Liputan6.com, Jakarta - Masih banyak masyarakat Indonesia yang keliru memahami vitiligo. Sebuah kondisi kulit jangka panjang yang menyebabkan hilangnya warna atau pigmen pada area tertentu di tubuh.
Bercak-bercak putih yang muncul sering kali menimbulkan stigma, membuat penderitanya dianggap berbeda, bahkan dikira menular. Padahal, faktanya tidak demikian.
Dokter Spesialis Kulit dan Kelamin dari Tivaza Clinic, Dr. Panji Respati, Sp.DVE, menegaskan bahwa vitiligo bukan penyakit menular dan tidak membahayakan nyawa.
"Kondisi ini terjadi karena sel penghasil melanin di kulit, yang disebut melanosit, berhenti berfungsi atau mati.
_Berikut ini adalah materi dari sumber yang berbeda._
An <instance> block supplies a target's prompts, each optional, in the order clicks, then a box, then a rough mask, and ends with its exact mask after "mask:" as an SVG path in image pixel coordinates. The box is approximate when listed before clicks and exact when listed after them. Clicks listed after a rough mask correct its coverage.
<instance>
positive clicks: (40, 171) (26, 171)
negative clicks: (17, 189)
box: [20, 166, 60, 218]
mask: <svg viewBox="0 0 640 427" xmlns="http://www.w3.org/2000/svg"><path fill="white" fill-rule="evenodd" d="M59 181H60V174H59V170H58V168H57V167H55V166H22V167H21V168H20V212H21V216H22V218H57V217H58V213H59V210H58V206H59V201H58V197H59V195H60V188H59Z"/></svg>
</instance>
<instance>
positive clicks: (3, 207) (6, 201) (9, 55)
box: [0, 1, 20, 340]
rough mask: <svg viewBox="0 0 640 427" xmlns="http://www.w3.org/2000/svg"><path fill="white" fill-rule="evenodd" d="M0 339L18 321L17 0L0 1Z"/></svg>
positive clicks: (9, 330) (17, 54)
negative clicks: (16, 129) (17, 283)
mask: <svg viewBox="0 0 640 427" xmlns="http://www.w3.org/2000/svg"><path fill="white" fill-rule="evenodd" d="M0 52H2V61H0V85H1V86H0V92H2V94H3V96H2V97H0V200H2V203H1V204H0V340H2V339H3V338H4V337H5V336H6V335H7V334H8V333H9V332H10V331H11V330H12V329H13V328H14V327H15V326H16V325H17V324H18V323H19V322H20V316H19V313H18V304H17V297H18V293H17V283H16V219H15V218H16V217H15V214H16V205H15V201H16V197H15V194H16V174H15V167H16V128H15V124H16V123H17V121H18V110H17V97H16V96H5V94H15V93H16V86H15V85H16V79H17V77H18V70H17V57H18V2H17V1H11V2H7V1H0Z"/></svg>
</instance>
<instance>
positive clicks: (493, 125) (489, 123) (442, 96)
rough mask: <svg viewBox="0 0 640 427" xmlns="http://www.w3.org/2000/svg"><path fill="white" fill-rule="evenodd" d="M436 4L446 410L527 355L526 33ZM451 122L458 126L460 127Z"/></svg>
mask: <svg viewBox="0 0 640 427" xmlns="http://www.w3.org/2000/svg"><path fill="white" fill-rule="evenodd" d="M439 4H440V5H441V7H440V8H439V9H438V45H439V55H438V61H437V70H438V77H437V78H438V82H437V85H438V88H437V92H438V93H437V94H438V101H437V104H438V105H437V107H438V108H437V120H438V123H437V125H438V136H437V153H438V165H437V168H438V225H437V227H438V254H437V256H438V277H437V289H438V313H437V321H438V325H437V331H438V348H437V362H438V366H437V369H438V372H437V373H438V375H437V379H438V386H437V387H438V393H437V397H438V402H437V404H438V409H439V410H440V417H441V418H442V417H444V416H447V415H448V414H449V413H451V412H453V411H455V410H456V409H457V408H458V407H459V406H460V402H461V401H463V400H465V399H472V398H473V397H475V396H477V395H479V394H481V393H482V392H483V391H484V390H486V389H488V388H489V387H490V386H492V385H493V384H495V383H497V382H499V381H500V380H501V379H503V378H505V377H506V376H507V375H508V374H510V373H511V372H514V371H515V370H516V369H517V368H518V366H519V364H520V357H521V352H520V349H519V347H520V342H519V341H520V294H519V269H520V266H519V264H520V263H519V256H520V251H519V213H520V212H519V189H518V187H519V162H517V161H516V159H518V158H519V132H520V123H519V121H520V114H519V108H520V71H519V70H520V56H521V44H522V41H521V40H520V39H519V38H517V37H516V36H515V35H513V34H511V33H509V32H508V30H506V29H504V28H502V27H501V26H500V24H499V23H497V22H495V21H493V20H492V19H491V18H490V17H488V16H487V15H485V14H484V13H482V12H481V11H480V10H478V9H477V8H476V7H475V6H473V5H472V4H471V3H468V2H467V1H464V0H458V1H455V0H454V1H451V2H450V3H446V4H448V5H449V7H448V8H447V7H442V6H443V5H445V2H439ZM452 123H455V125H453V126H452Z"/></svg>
Akibatnya, muncul area-area kulit yang kehilangan warna," katanya dalam diskusi memperingati Hari Vitiligo Sedunia belum lama ini.
Vitiligo bisa menyerang siapa saja, tanpa memandang usia maupun latar belakang. Namun, karena perubahan warna kulit yang mencolok, terutama pada individu berkulit gelap, dampaknya kerap dirasakan secara psikologis.
Banyak penderita merasa minder, menghindari pergaulan, bahkan mengalami stres berat. "Stres justru dapat memperparah penyebaran vitiligo. Karena itu, pendekatan pengobatan tidak cukup hanya dari sisi medis, tapi juga perlu mencakup aspek emosional dan sosial," kata dr. Panji.
Membangun Ruang Aman bagi Pasien Vitiligo Melalui Komunitas
Meski edukasi mengenai vitiligo terus meningkat, stigma masih saja melekat. Banyak yang menganggap kondisi ini sebagai kutukan atau akibat gaya hidup buruk. Tak sedikit vitiligan, sebutan untuk penyandang vitiligo, tumbuh dengan perasaan takut, malu, dan terisolasi.
Pilihan pengobatan pun beragam dan bersifat personal. Ada yang memilih terapi topikal, terapi cahaya, atau bahkan tidak menjalani pengobatan sama sekali. Semua pilihan itu sah, selama didasari penerimaan diri dan informasi yang tepat.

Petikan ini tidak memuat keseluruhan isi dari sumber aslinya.